Madame Ney había visitado a su esposo, como cada tarde. Lo hacía para llevarle su cena y traspasarle información adicional a la que recibía de Berryer. Así supo el mariscal que Wellington se desentendía, con lo cual acabó de venirse abajo. Si antes se hallaba cerca de tan penoso estado anímico era por saber que su formidable actuación del día precedente ante los siete miembros del Consejo de Guerra dio lugar a lo que perseguía: en menos de una hora se declararon incompetentes por cinco votos contra dos, para suprema irritación de Joinville, al que no ilusionaba vérselas con ciento sesenta y tantos pares del reino.
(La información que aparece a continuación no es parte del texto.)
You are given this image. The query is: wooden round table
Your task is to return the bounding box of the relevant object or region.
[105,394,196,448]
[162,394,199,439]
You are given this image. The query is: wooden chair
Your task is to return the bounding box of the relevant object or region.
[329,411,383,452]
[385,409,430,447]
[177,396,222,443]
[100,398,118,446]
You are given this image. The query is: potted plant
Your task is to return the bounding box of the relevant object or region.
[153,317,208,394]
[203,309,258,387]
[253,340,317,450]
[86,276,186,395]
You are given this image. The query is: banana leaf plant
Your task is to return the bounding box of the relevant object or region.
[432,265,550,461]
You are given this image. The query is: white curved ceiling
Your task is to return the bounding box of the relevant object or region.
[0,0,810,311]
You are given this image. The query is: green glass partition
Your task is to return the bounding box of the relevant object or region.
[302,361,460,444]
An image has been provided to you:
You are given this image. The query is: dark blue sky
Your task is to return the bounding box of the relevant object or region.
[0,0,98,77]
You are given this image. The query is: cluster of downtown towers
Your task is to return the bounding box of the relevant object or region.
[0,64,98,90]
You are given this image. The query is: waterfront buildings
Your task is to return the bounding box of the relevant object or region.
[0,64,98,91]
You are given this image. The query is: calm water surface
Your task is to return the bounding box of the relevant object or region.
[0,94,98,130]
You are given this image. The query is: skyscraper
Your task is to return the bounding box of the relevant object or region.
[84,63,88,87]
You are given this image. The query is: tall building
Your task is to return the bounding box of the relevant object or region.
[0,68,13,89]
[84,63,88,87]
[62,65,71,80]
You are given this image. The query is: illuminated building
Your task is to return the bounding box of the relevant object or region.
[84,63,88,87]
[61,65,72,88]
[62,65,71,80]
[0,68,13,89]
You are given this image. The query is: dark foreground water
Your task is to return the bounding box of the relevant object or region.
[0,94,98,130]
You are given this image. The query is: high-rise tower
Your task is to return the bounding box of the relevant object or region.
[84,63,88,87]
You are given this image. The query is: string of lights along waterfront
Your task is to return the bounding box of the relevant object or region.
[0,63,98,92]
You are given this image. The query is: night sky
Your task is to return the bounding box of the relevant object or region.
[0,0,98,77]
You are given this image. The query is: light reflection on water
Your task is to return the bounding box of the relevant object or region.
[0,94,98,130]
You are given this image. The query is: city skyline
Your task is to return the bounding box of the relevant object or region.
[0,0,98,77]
A Berryer le sucedía lo mismo, aunque por otras razones; las de Joinville se debían a que trabajar no le gustaba, y las suyas a su seguridad de que aquellos sinvergüenzas harían lo que dijera L’Inévitable. Lo más que cabría esperar, salvo si Wellington intervenía, era ser fusilado en lugar de ahorcado, la suerte que la despiadada duquesa D’Angoulême llevaba semanas pidiendo. No sólo le imputaba el último de sus exilios, sino que jamás se le borraría de la memoria esa desdichada ocasión en que osó abrir de una patada la puerta de sus aposentos y despeñar tal torrente de obscenidades que le costó dormir como Dios mandaba una buena temporada. Si un don poseía Charlotte de Bourbon era el de ser implacable, y aunque fuera lo último que hiciera en esta vida no pensaba perderse la satisfacción de verle patalear colgado de una cuerda de violín.
Si el maréchal capitulaba, su esposa no. El que Wellington la hubiese recibido en tan cuantiosa compañía demostraba la calidad de su juicio: la sabía capaz de realizar por su marido el sacrificio total y definitivo, y si se protegía era por dudar que, llegado el caso, fuera capaz de resistir la tentación de aceptarlo; no se le habían olvidado las apenas disimuladas miradas de His Grace a las profundidades de su escote, ni tampoco las que lanzaba como arpones a su gran amiga Juliette cuando decidió ponerle sitio. Eran dos muescas que seguía sin tallar en la culata de su Wogdon & Barton —si conocía la marca de su pistola era por habérsela explicado el marido de Germaine, que de aquellas tonterías entendía—; quizá no se pudiera resistir a la tentación de inscribirlas una tras otra o, mejor aún, las dos al mismo tiempo. A eso se debía que cuando salió de la Conciergerie dirigiera sus pasos a la Balse du Rempart. Juliette seguía siendo la fortaleza que más tiempo había sitiado sin hacerla capitular; si alguna vez necesitara una buena razón para sacrificar su virtud, era esa.
Madame Ney luchó con todas sus fuerzas y hasta el último minuto por salvar la vida de su marido.A diferencia de Napoleón con Luise, Wellington no se dejó poner en situación de verse obligado a rechazar su supremo sacrificio.